Objective, expert panels to evaluate whether a player has shown he’s ready for a big-league debut out of spring training if the club has decided instead to start him in the minors (which results in an additional year of club control if he gets called up roughly two weeks into the season).

“For example, I would say the union or somebody may come and make a claim that this player is major-league ready and that to place him in the minor leagues would not be appropriate from a skills standpoint,” Boras said, “and then all of a sudden it’s subject to review by a panel of former managers or baseball experts.”

By keeping Bryant and Russell in the minors more than 11 days of the big-league season, the Cubs have assured an additional year of club control for both (through 2021) before free agency eligibility. That’s because the collective bargaining agreement defines a full major league season as 172 days between the first game and last game of the regular-season (a 183-day span this season).

Bryant made his big-league debut Friday (13th of the season); Russell Tuesday. Another Boras client, White Sox pitcher Carlos Rodon, also was affected when he was kept in the minors until Monday.

Boras’ idea is at least an open can of worms and potentially a non-starter.

“It has to be objective, among a board, a panel,” he said. “Because you’re talking about a talent evaluation.”

Possible issues include the direct intrusion into clubs’ personnel decisions that may involve multiple roster issues (another player’s options, 40-man considerations, etc.), as well as the nearly impossible task of assuring the objectivity Boras requires.

“It’s objective in the sense that they’re neutral,” he said. “My point is the only way subjective turns objective is that you’ve got to go to the best-known experts who are going to make an evaluation of what they do.”

Boras said the process would only apply to players without big-league experience and only apply to decisions out of big-league spring trainings – when theoretically anyone in camp is being given an opportunity to make the club (as Cubs president Theo Epstein actually said in regard to Bryant when Cubs camp opened in February).
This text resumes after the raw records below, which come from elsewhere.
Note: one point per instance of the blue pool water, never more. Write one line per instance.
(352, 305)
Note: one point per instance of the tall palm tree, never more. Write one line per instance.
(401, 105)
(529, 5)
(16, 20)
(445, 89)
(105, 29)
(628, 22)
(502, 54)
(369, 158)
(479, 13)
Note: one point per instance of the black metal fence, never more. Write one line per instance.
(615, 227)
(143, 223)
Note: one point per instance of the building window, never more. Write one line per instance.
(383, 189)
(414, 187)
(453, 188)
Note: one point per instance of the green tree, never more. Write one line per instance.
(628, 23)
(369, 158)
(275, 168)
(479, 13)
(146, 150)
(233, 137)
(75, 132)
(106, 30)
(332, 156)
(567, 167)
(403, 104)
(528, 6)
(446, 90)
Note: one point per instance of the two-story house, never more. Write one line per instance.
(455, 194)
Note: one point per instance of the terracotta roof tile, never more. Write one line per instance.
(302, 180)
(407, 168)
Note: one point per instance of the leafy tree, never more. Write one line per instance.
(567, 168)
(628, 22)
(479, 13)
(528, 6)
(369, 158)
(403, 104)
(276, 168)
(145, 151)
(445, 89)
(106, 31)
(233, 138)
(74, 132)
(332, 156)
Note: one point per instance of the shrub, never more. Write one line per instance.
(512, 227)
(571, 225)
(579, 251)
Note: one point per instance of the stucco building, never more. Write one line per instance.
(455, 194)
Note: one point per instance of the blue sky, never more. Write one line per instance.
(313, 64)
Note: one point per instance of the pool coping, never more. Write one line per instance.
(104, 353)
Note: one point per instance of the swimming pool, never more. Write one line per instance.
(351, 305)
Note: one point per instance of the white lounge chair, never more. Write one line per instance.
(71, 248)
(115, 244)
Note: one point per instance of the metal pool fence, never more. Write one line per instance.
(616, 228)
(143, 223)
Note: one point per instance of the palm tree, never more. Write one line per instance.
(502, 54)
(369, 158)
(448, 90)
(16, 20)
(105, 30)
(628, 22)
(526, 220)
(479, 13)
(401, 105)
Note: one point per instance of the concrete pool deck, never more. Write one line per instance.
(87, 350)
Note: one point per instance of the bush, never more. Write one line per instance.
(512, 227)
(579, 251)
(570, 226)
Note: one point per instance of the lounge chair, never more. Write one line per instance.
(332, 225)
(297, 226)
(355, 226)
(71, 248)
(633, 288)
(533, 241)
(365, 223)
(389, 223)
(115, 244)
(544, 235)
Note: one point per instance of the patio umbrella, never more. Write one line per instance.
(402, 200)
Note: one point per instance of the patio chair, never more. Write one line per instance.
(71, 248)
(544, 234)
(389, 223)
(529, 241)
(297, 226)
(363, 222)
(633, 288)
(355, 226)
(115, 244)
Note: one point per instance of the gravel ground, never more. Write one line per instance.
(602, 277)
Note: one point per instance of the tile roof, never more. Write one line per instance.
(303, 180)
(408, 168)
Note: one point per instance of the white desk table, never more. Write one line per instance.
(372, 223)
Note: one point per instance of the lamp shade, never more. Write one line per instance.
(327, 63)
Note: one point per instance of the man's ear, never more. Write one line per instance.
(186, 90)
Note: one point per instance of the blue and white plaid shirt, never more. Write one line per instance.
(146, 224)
Boras also dismissed the notion that his evaluation process looks like little more than a pre-emptive grievance process.

“Because in a grievance procedure there’s an arbitrator,” he said. “The arbitrator’s not a talent expert.”

Boras, by the way, said he does not know whether the union intends to file a grievance on Bryant’s behalf over the 12 days he spent in the minors (based on “good faith and fair dealing” with the player within the context of the CBA).

Union and MLB officials are expected in the coming months to begin negotiations on potential changes to the CBA that expires at the end of 2016.